Set aside the faiths of the parties to the dispute — there’s something particularly noxious about pulling a piece of antiquity from a place of reverence. Like covering a partially nude statue, it’s a denial of history, and kind of pointless, too. Through the passage of time, art acquires meaning independent of its original nature — by the time it was removed, the Altar of Victory wasn’t a pagan icon. It was a Roman icon.
Accordingly, even if Kennedy writes the opinion too broadly (as he often does), I find it hard to worry too much about Salazar v. Buono, No. 08-472 (Apr. 28, 2010) (pdf), decided yesterday. Separating the case from the procedural morass that forms the real substance of the dispute — and recognizing that this is not, in fact, a final decision on the merits — Salazar is “about,” politically, a cross, privately built and maintained, and situated on federal land, to honor soldiers who perished in World War I. As noted, the real issue in the case is a complicated question of procedure, but the Court’s resolution of it leaves the cross intact, while the contrary conclusion would’ve pulled the cross down, as a violation of the Establishment Clause.
In deciding the procedural question, Kennedy makes almost passing mention to how he’d resolve the Establishment Clause question, were it squarely before him, of whether a private monument, in the form of a cross, placed on federal land, ought to violate the Establishment Clause.
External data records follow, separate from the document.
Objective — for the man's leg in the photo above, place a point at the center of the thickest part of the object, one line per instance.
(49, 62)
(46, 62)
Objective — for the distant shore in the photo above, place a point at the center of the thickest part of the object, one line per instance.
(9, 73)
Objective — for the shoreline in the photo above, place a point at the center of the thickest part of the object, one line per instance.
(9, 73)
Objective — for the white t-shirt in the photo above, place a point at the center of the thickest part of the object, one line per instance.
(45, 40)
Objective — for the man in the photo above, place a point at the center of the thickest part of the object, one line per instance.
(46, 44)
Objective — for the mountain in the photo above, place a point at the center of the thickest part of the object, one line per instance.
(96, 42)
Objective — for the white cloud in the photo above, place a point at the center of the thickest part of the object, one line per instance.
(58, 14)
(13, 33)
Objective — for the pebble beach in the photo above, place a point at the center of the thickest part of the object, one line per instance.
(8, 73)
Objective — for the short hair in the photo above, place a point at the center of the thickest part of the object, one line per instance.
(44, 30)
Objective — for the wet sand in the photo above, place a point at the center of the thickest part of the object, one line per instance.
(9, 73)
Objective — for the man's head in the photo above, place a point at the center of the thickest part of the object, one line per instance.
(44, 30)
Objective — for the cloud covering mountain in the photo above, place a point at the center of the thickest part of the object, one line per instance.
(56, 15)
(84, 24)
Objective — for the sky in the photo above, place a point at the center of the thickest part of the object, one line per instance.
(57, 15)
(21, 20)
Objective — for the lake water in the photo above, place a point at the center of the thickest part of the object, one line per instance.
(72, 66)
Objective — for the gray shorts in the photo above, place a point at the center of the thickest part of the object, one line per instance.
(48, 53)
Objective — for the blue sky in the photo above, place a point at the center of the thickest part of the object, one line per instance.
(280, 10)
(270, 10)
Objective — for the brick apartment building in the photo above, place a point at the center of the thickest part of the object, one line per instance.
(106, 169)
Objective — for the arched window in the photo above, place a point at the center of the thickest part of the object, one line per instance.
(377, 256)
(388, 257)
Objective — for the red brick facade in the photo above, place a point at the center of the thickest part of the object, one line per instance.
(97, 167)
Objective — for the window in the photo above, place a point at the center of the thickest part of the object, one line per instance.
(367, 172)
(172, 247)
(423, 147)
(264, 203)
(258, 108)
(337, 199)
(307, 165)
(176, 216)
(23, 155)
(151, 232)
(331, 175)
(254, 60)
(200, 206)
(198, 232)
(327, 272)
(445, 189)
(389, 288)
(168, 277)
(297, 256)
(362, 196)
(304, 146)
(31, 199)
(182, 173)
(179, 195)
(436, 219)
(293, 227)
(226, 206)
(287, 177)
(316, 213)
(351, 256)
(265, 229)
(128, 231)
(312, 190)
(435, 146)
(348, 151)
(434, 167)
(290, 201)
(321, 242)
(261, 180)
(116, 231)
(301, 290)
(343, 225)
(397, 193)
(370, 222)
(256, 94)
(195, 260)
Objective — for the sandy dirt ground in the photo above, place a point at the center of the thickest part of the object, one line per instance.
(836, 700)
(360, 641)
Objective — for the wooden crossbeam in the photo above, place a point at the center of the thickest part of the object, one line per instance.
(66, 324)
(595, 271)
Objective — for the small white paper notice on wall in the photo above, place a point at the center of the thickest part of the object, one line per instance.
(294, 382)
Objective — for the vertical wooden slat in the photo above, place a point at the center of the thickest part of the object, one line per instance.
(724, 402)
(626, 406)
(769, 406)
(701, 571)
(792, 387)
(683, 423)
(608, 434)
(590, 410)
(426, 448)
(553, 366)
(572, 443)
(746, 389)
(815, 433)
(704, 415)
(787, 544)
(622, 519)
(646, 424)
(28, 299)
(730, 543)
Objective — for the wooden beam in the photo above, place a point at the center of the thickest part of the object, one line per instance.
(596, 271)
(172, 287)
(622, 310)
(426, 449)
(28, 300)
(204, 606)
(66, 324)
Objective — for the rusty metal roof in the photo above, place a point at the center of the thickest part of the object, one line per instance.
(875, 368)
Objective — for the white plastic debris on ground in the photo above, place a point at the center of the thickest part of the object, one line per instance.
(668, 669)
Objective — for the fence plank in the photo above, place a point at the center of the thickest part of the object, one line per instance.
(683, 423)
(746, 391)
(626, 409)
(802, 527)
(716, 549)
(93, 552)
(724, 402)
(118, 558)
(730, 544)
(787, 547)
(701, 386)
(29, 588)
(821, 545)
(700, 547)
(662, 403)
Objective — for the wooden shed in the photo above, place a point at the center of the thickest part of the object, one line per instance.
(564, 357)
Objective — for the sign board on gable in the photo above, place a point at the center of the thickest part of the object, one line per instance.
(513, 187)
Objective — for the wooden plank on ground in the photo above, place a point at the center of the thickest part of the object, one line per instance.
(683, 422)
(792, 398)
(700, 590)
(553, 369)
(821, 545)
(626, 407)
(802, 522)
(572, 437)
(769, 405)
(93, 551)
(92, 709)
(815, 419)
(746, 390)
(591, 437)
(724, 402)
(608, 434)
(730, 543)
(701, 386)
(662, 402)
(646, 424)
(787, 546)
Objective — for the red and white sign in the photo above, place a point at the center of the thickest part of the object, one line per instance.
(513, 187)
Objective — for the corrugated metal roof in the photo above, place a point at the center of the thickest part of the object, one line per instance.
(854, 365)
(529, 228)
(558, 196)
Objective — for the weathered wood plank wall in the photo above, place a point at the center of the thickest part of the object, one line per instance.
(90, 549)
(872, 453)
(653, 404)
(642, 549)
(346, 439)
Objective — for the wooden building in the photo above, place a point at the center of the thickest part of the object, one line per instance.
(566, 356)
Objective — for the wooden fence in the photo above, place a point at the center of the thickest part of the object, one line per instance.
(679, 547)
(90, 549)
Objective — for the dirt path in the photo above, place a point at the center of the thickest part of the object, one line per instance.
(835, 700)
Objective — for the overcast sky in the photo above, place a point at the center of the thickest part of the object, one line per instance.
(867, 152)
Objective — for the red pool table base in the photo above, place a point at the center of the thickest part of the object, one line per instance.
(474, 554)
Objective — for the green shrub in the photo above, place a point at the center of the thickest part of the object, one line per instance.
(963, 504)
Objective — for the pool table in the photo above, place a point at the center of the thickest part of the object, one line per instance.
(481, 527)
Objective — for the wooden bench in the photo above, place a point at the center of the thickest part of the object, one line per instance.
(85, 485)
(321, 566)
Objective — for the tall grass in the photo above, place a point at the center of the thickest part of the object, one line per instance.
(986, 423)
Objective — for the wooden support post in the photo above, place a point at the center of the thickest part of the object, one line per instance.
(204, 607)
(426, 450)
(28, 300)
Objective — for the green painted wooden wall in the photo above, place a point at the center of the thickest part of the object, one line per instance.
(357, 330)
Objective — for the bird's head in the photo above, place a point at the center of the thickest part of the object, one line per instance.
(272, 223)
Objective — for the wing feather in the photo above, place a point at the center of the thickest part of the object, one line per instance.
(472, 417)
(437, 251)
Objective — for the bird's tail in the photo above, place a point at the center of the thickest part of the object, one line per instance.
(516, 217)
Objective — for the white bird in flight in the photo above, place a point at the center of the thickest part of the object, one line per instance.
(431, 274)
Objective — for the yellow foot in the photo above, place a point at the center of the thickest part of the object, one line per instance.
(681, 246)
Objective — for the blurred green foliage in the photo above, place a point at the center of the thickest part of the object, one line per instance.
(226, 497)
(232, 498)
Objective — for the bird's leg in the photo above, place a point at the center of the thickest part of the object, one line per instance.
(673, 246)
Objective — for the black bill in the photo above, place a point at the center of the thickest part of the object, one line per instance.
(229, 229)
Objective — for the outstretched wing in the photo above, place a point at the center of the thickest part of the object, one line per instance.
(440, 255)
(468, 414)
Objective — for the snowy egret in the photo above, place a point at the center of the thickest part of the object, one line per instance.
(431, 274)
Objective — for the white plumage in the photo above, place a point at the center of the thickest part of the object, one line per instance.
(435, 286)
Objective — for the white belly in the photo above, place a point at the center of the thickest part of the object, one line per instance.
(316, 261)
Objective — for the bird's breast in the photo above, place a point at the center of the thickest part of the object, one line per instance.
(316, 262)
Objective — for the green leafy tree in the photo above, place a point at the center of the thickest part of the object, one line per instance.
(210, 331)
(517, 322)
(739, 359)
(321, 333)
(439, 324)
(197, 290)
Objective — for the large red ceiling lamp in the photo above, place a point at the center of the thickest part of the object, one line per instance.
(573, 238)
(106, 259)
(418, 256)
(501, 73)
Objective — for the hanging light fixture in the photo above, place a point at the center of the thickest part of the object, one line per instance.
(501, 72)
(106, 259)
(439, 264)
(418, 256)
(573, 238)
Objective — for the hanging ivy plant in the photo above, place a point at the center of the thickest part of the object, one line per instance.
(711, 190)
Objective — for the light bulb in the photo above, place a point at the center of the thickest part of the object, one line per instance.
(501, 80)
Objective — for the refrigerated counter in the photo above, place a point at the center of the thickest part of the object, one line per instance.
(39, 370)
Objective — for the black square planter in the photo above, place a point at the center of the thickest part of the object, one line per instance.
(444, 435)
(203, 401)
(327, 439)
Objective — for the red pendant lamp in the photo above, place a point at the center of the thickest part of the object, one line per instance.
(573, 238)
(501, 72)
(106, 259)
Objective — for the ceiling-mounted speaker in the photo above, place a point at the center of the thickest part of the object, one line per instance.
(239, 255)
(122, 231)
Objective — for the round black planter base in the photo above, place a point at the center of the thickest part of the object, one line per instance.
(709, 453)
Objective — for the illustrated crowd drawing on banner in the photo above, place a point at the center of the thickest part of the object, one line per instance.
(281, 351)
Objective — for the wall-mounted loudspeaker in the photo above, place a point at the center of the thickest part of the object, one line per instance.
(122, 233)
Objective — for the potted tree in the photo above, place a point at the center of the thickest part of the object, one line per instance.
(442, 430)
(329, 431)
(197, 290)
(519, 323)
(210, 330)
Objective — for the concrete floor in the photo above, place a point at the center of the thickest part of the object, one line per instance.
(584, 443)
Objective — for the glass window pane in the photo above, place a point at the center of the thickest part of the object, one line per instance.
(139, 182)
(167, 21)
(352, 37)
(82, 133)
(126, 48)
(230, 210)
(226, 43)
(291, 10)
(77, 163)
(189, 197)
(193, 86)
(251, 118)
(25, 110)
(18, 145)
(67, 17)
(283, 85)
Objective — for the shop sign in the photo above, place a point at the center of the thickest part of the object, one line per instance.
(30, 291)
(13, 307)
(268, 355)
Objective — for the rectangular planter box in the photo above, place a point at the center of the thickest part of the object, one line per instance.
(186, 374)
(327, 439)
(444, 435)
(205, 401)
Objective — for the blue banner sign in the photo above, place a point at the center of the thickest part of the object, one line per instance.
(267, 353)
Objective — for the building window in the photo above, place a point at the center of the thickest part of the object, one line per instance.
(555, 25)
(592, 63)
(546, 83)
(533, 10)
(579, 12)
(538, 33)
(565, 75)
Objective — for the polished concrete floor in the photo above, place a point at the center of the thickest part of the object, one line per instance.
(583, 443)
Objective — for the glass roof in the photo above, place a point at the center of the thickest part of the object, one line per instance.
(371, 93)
He focuses on the monument’s antiquity:
Time also has played its role. The cross had stood on Sunrise Rock for nearly seven decades before the statute was enacted. By then, the cross and the cause it commemorated had become entwined in the public consciousness.
It’s foolish to say that such monuments ever truly lose their religious context. A cross is a cross. But it’s also foolish to equate this case with that of a hypothetical monument, built yesterday, amidst a background suggesting it was built to convey a message of exclusionary religious endorsement. Such facts are nowhere indicated here, and if they were seventy years ago, they’ve long since lost their sting.
Time does, indeed, play its role, by changing the posture of any controversy. Building a monument is an affirmative act; maintaining it, in this case, is a passive one, and one taken as much in defense of history, as in defense of any particular faith. Why tear it down? Because people in the past used to be Christian, and used to have the government’s ear? They were, and they did, but these aren’t facts we have to run from. And if we do, are we really rectifying an offense, or perpetrating our own?